# Easy smoked cheese



## camp_cookie (Feb 6, 2008)

YouTube - Build A Cold Smoker


----------



## fireweaver (Feb 6, 2008)

ok, THAT is fascinating!  most smoked cheese sold in the grocery store is simply coated in that liquid smoke flavoring agent stuff...actual smoked cheese is harder to find than you might think.  but now i need more info:

is this your video?  how does the cheese taste?

has anyone tried these smoke pellet things?  what are they made of, how do they work, how do they taste?

anyone care to comment on the safety of a soldering iron to cook with?  could be totally harmless for all i know, but it's not anything i've ever had experience with.


----------



## camp_cookie (Feb 7, 2008)

fireweaver said:


> ok, THAT is fascinating!  most smoked cheese sold in the grocery store is simply coated in that liquid smoke flavoring agent stuff...actual smoked cheese is harder to find than you might think.  but now i need more info:
> 
> is this your video?  how does the cheese taste?
> 
> ...



I didn't make the video.  

I have used the pellets from that company in several different woods and like them.  The Jack Daniels pellets are made from the mellowing charcoal.

http://www.bbqrsdelight.com/


----------



## QSis (Feb 7, 2008)

LOVE the idea and I'm definitely going to try it!   I will use my charcoal kettle instead of a gas grill and will use wood chips instead of pellets.

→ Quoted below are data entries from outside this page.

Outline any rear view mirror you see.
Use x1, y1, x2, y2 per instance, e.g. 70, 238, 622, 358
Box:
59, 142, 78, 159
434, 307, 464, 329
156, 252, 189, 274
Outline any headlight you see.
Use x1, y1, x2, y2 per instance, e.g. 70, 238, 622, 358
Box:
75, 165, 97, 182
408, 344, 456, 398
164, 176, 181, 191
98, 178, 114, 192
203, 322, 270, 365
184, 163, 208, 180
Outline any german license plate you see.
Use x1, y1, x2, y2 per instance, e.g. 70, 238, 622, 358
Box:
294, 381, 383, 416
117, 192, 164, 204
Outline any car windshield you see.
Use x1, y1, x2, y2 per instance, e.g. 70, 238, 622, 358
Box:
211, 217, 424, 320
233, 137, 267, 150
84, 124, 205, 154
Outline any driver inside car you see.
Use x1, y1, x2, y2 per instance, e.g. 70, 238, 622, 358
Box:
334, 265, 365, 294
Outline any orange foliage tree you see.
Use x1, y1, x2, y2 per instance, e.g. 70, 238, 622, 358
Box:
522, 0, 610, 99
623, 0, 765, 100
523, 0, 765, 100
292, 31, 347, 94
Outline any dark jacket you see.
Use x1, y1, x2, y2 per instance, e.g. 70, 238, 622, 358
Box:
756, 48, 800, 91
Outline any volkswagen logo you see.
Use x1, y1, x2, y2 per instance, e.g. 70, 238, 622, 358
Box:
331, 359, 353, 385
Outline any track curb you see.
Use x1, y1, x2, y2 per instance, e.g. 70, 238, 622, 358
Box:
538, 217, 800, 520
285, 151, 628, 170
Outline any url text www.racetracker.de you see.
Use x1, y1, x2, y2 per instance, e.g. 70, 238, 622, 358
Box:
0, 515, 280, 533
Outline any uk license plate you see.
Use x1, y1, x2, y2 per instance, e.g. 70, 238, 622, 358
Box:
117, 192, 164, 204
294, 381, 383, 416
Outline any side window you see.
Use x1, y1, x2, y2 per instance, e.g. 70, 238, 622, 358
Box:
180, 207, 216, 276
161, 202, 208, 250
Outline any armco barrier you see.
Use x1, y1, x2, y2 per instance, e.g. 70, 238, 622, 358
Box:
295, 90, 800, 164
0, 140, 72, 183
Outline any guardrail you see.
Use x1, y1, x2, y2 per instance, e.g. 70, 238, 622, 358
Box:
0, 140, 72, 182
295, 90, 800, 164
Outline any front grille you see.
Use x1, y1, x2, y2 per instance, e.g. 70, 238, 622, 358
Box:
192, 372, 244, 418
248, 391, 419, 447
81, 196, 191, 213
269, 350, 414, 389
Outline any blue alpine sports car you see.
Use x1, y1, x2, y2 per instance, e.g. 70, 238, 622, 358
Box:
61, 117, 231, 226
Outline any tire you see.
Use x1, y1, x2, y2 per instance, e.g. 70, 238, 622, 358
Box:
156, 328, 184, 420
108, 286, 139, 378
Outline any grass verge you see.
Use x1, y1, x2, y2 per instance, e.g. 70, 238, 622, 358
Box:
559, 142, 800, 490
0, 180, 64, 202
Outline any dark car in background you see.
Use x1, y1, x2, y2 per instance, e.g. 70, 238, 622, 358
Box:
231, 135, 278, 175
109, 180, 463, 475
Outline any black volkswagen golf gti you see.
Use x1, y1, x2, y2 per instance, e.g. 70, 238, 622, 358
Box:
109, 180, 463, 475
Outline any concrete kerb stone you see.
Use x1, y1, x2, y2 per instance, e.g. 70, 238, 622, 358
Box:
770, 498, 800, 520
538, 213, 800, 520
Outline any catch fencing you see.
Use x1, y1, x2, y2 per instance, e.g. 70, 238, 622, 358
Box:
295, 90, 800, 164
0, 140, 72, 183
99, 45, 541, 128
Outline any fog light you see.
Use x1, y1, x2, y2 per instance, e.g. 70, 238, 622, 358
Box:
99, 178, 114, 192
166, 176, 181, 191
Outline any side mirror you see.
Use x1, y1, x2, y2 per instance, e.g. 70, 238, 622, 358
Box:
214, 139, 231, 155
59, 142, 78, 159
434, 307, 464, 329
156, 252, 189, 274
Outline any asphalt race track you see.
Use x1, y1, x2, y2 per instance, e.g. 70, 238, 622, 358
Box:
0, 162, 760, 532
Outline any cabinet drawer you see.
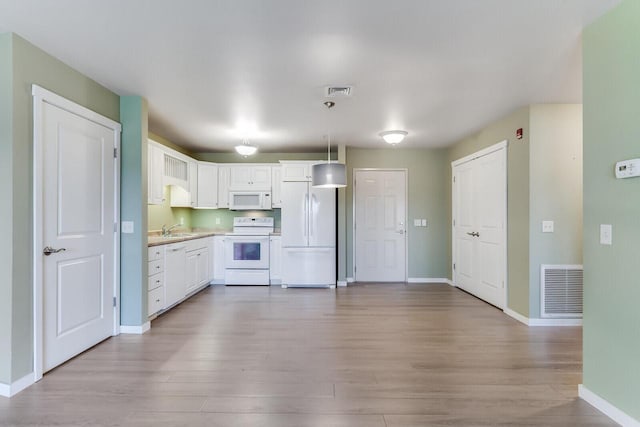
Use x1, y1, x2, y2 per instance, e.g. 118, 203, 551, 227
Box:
147, 273, 164, 291
149, 259, 164, 276
149, 246, 164, 261
147, 286, 164, 316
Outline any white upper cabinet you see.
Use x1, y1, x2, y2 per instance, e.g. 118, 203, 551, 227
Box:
170, 160, 198, 208
147, 140, 164, 205
195, 162, 218, 209
218, 165, 231, 208
229, 165, 271, 191
271, 166, 282, 208
280, 161, 317, 182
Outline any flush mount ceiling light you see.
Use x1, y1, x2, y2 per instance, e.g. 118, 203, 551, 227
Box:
235, 139, 258, 157
378, 130, 408, 145
311, 101, 347, 188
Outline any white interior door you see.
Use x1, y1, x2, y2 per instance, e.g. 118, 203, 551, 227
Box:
354, 170, 407, 282
36, 98, 118, 372
453, 147, 506, 308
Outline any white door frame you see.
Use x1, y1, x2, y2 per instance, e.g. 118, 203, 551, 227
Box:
351, 168, 409, 282
31, 85, 122, 381
451, 139, 509, 310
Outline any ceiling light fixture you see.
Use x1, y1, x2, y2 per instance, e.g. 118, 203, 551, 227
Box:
311, 101, 347, 188
378, 130, 409, 145
235, 139, 258, 157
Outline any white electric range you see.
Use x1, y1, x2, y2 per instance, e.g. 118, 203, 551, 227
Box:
224, 217, 274, 285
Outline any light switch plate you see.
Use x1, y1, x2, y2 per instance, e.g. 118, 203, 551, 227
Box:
600, 224, 613, 245
122, 221, 133, 234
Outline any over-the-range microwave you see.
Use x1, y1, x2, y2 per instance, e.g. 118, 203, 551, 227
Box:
229, 191, 272, 211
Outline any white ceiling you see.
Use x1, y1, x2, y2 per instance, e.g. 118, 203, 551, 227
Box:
0, 0, 619, 152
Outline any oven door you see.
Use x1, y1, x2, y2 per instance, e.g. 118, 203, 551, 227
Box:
224, 236, 269, 269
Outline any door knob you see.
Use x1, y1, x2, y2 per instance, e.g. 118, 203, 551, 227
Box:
42, 246, 67, 256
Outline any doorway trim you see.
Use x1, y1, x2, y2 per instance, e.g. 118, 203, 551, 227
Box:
351, 168, 409, 283
451, 139, 509, 311
31, 84, 122, 382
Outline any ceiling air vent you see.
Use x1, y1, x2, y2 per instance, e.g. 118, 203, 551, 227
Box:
324, 86, 353, 98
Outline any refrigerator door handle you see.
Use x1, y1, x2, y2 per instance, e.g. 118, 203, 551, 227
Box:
309, 193, 316, 237
303, 193, 309, 237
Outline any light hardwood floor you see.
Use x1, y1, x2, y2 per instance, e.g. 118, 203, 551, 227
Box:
0, 284, 615, 427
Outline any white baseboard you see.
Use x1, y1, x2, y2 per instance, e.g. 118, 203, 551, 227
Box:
529, 319, 582, 326
578, 384, 640, 427
120, 322, 151, 335
0, 372, 35, 397
502, 308, 582, 326
407, 277, 451, 284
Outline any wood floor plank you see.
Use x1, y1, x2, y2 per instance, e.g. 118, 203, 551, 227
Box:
0, 284, 615, 427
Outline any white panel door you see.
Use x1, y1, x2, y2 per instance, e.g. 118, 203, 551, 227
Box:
40, 103, 116, 372
354, 170, 407, 282
453, 148, 506, 308
309, 186, 336, 247
281, 182, 309, 247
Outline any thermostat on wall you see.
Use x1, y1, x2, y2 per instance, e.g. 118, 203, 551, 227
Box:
616, 159, 640, 179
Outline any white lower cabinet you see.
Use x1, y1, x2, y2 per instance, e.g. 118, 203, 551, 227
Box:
148, 236, 216, 316
269, 236, 282, 285
147, 246, 165, 316
164, 242, 187, 308
185, 239, 209, 294
213, 236, 225, 283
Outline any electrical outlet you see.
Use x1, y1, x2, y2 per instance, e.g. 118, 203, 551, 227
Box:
600, 224, 613, 245
121, 221, 133, 234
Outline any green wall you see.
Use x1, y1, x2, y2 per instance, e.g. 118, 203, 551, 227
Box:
583, 0, 640, 420
120, 96, 149, 326
0, 34, 119, 382
445, 107, 529, 317
0, 34, 14, 384
346, 147, 451, 278
529, 104, 582, 318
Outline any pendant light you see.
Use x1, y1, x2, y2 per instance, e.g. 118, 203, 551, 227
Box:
311, 101, 347, 188
235, 139, 258, 157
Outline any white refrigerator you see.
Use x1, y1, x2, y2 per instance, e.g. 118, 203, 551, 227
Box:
281, 182, 336, 287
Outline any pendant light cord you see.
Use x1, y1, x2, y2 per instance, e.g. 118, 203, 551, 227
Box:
324, 101, 336, 163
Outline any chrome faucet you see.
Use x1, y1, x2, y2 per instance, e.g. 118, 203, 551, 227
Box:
162, 223, 182, 237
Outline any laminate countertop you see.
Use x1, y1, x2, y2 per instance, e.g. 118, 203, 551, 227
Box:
147, 229, 280, 247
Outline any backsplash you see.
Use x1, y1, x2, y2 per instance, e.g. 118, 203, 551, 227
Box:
191, 209, 280, 230
147, 186, 193, 230
148, 186, 280, 231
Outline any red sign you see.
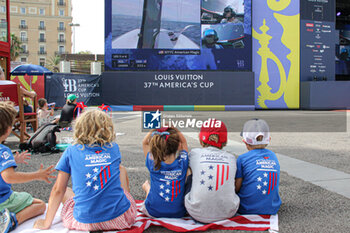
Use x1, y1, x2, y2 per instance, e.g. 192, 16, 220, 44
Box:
0, 82, 18, 106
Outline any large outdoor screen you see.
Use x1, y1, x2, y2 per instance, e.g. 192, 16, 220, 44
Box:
105, 0, 252, 71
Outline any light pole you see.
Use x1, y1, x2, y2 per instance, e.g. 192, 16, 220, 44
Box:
68, 23, 80, 53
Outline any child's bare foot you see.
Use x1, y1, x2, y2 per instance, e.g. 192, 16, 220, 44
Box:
142, 180, 151, 197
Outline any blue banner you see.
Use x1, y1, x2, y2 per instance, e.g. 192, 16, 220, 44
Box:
45, 73, 102, 107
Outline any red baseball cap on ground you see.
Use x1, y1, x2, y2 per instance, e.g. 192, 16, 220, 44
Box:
199, 119, 227, 148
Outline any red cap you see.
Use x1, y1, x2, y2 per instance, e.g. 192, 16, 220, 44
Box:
199, 119, 227, 148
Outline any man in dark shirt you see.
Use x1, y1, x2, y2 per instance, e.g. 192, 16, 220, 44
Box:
58, 94, 77, 128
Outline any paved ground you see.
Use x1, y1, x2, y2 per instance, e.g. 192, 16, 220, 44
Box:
7, 111, 350, 233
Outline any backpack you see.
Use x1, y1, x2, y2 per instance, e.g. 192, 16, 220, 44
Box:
19, 123, 60, 153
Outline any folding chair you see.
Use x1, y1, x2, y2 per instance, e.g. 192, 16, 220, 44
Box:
0, 81, 38, 143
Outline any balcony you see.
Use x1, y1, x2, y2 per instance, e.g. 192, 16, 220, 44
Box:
19, 50, 29, 55
55, 51, 69, 56
18, 24, 28, 29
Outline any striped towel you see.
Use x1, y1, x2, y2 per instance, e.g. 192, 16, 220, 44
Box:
123, 201, 278, 233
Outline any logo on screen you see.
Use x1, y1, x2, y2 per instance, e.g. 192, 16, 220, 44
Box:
143, 110, 162, 129
62, 79, 77, 92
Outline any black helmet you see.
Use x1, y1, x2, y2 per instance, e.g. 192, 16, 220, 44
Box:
223, 6, 236, 18
203, 28, 219, 44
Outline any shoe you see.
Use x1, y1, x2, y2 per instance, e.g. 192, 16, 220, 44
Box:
0, 209, 12, 233
10, 213, 18, 231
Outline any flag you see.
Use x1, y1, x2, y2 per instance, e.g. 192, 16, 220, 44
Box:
256, 170, 278, 195
122, 201, 278, 233
159, 180, 181, 202
200, 163, 230, 191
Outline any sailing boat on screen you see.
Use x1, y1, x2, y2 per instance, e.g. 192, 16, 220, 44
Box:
112, 0, 199, 49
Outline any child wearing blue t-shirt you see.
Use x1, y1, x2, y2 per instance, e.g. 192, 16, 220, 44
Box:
0, 102, 55, 232
34, 110, 136, 231
142, 128, 188, 218
236, 119, 281, 215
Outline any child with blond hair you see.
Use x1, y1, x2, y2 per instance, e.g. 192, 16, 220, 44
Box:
142, 128, 188, 218
185, 119, 239, 223
34, 110, 136, 231
236, 119, 281, 215
0, 102, 55, 232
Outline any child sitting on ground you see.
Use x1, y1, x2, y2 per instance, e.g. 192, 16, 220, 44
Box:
34, 110, 136, 231
236, 119, 281, 215
185, 119, 239, 223
142, 128, 188, 218
58, 94, 77, 128
38, 98, 59, 127
0, 102, 55, 232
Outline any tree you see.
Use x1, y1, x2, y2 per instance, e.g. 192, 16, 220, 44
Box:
46, 55, 61, 73
10, 33, 23, 61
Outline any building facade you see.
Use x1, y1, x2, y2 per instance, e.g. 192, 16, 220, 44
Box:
0, 0, 11, 78
0, 0, 72, 66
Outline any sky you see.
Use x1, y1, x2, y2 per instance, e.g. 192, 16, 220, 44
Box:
72, 0, 105, 54
72, 0, 200, 54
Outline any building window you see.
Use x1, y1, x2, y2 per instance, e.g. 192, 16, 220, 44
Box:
28, 7, 37, 15
39, 58, 45, 66
58, 45, 64, 54
39, 45, 45, 54
20, 32, 28, 42
10, 6, 17, 13
39, 33, 46, 42
58, 22, 64, 30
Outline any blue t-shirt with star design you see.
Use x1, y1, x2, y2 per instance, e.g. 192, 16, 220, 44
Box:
236, 149, 281, 214
56, 143, 130, 223
145, 150, 188, 218
0, 144, 17, 203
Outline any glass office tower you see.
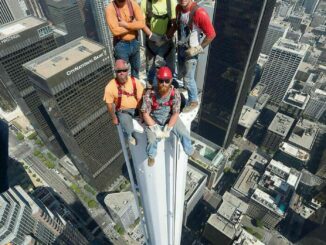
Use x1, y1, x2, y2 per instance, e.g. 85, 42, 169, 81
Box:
197, 0, 275, 147
24, 37, 124, 190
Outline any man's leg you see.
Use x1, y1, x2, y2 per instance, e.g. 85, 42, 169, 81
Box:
184, 58, 198, 104
114, 41, 129, 63
129, 39, 140, 78
117, 111, 134, 141
146, 128, 158, 162
160, 40, 176, 74
172, 119, 194, 156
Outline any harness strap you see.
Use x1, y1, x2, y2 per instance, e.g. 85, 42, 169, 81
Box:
112, 0, 135, 44
115, 77, 137, 111
151, 88, 175, 111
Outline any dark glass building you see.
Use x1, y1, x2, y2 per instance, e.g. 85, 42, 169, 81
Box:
0, 17, 65, 157
24, 38, 124, 190
197, 0, 275, 147
40, 0, 86, 43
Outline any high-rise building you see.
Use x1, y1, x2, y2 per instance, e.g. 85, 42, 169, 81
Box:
24, 37, 124, 190
0, 0, 27, 25
261, 22, 289, 55
40, 0, 86, 43
90, 0, 113, 63
0, 17, 65, 157
198, 0, 275, 147
0, 186, 88, 245
25, 0, 45, 18
303, 0, 320, 14
260, 38, 309, 105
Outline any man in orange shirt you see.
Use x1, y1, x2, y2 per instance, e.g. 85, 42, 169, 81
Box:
105, 0, 145, 78
103, 59, 144, 145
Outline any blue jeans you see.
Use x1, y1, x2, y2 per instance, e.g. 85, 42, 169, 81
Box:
116, 109, 135, 140
146, 40, 175, 87
114, 39, 140, 78
178, 47, 198, 103
146, 119, 194, 158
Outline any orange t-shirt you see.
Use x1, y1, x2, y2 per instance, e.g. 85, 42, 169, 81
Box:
103, 77, 144, 110
105, 0, 145, 41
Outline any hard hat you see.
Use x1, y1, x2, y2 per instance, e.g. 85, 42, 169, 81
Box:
156, 66, 172, 80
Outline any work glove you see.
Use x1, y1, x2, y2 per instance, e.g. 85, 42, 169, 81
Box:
163, 124, 173, 138
186, 45, 204, 57
148, 124, 163, 139
148, 32, 162, 44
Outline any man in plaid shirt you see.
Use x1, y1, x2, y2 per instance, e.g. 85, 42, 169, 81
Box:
141, 66, 198, 166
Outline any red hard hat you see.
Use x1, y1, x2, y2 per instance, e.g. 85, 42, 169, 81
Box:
156, 66, 172, 80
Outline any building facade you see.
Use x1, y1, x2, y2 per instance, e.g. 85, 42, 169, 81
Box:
260, 38, 308, 105
0, 186, 88, 245
0, 0, 27, 25
24, 37, 124, 190
40, 0, 86, 43
197, 0, 275, 147
0, 17, 66, 157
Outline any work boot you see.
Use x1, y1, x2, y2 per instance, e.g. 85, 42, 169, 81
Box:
128, 136, 137, 145
148, 157, 155, 167
182, 101, 198, 113
189, 150, 200, 161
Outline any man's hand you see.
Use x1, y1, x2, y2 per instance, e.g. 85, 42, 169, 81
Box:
112, 115, 119, 125
119, 20, 128, 29
148, 124, 163, 139
163, 124, 173, 138
186, 45, 204, 57
148, 32, 164, 47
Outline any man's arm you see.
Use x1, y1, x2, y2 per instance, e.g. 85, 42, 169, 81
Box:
106, 103, 119, 125
143, 112, 156, 126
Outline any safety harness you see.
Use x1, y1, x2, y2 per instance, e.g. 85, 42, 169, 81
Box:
115, 77, 137, 111
177, 3, 200, 46
151, 88, 175, 111
146, 0, 172, 26
112, 0, 138, 44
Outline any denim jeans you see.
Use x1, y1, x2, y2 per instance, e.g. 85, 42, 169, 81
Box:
146, 118, 194, 158
178, 47, 198, 103
116, 109, 135, 140
114, 39, 140, 78
146, 40, 175, 87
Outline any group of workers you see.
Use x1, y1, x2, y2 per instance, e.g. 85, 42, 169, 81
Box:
104, 0, 216, 166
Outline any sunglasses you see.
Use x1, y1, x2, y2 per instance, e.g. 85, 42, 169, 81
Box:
157, 79, 170, 83
115, 69, 128, 73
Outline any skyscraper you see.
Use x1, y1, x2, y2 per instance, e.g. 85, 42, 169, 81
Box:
0, 0, 26, 25
260, 38, 309, 105
0, 186, 88, 245
24, 38, 124, 190
0, 17, 65, 157
40, 0, 86, 43
261, 22, 289, 55
198, 0, 275, 147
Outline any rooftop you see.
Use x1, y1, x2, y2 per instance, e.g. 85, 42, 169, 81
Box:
268, 112, 294, 138
283, 88, 310, 110
273, 38, 309, 56
280, 142, 310, 162
289, 119, 318, 151
24, 37, 104, 79
239, 105, 260, 128
232, 165, 261, 197
104, 191, 135, 213
185, 164, 207, 201
0, 16, 46, 40
251, 189, 284, 215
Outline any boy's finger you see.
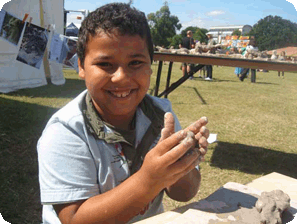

I've smoked cheese before, using 2-3 Kingsford charcoal briquets in my smoker, in March, in an effort to keep the temp inside my smoker lower than 100 degrees (above which, some of the cheese starts to melt).  It's a pain to do it my way.

THIS way looks great!

Home-smoked cheese tastes delicious!

Lee


----------



## Katie H (Feb 7, 2008)

We smoke cheese on our stove using Cameron's stovetop smoker.  Yum.  Yum.  Also smoke veggies with it.


----------



## Ask-A-Butcher (Feb 8, 2008)

QSis said:


> LOVE the idea and I'm definitely going to try it!   I will use my charcoal kettle instead of a gas grill and will use wood chips instead of pellets.
> 
> I've smoked cheese before, using 2-3 Kingsford charcoal briquets in my smoker, in March, in an effort to keep the temp inside my smoker lower than 100 degrees (above which, some of the cheese starts to melt).  It's a pain to do it my way.
> 
> ...



Can you believe how simple this is!!!! We were discussing this very video y'day on several of the bbq forums I frequent and we all agreed....."DOH!!! Why didn't I think of that? 
	

	
	
		
		

		
			





 "

You know, as well as I do, all the elaborate set ups we've gone thru to smoke cheese, etc and then this simple method 

Btw, take heed to the video when it sez to use a *NEW soldering iron*, not an old one with all the left over lead thats on it.


----------